The term which was adapted from “farm to table” comes from the idea that with less time and fewer hands for the food to get from the farm to the food truck, the fresher, more environmentally sensitive and community minded it is. This can include growing your own garden for sustainable consumption at home or for your mobile food business.

Benefits From The Farm to Food Truck Concept:

Outside of the fact that you can greatly impact the economy of your community, health of your customers as well as the bottom line of your food cost budget as a result of buying from a local farm as your main food supplier.

  • Support the local economy. Money stays within your community, which in turn directly supports your food truck business. Advertise the information about the farm that grows your food. Engage your customers with your locally-minded concept and inspire your neighbors to support local commerce as well.
  • Keep inventory longer. Food that is purchased directly from the farm will naturally last longer on your storage shelves. It hasn’t spent time in a processing plant or on a delivery truck during the shipping process. It came straight from the ground to you, meaning you just bought yourself more time to think creatively.
  • Invest in value. Many local farmers will compete with nationally recognized grocery store chains, but at times may charge a bit more because the quality of product that is being sold may be greater. Local produce and meat is more likely to be organic which increases the value of your menu.
  • Create a local partnership. Building a business partnership between your business and local farmers, and other food trucks that support local business, can create a marketing network that promotes and sustains the local economy.

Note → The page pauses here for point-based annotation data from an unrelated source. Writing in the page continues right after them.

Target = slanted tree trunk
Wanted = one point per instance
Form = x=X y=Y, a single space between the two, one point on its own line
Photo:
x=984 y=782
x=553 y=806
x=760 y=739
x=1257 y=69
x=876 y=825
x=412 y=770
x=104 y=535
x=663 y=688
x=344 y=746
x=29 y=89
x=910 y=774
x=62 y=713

Challenges of Farm to Food Trucking:

  • Buying meat locally. Buying locally raised and processed meat, fish and poultry can be challenging. The U.S. Department of Agriculture restricts the number of birds a farmer can process on site and does not allow any red meat processing for small farm operations. Because of this, the meat may have been locally and organically raised with an emphasis on humane standards, but the slaughter and processing of the meat animals are probably (with the exception of poultry) handled off site.
  • Finding off-season produce. There will be periods between planting and harvesting when produce may not be as bountiful. However, many farmers do have greenhouses where produce can be grown during colder months. Discuss off-season options with your partnered farmer or farmers ahead of time to avoid lack luster deliveries.
  • Setting-up in the city. Maybe there isn’t a farm just down the road from where your food truck operates. This is the case for many mobile food businesses, but chances are there is a farm within a reasonable enough distance to your urban area. Visit your local farmer’s market and inquire about locations. Learn about delivery options for your establishment, or show up early and stock up weekly at the market.

RELATED: Sustainable Shopping Tips For Food Truck Owners

Find out more on sustainability

Try one of these organizations if you are interested in getting started  Sustainabletable.org or Americanfarmtotable.com

The Bottom Line

The farm to food truck (table) business model supports your local ecology and economy. Many food truck owners who have joined this movement have also developed composting programs to assure that their business stays green from start to finish.

Consider buying locally to strengthen your neighboring rural community as well as your immediate neighborhood’s economy.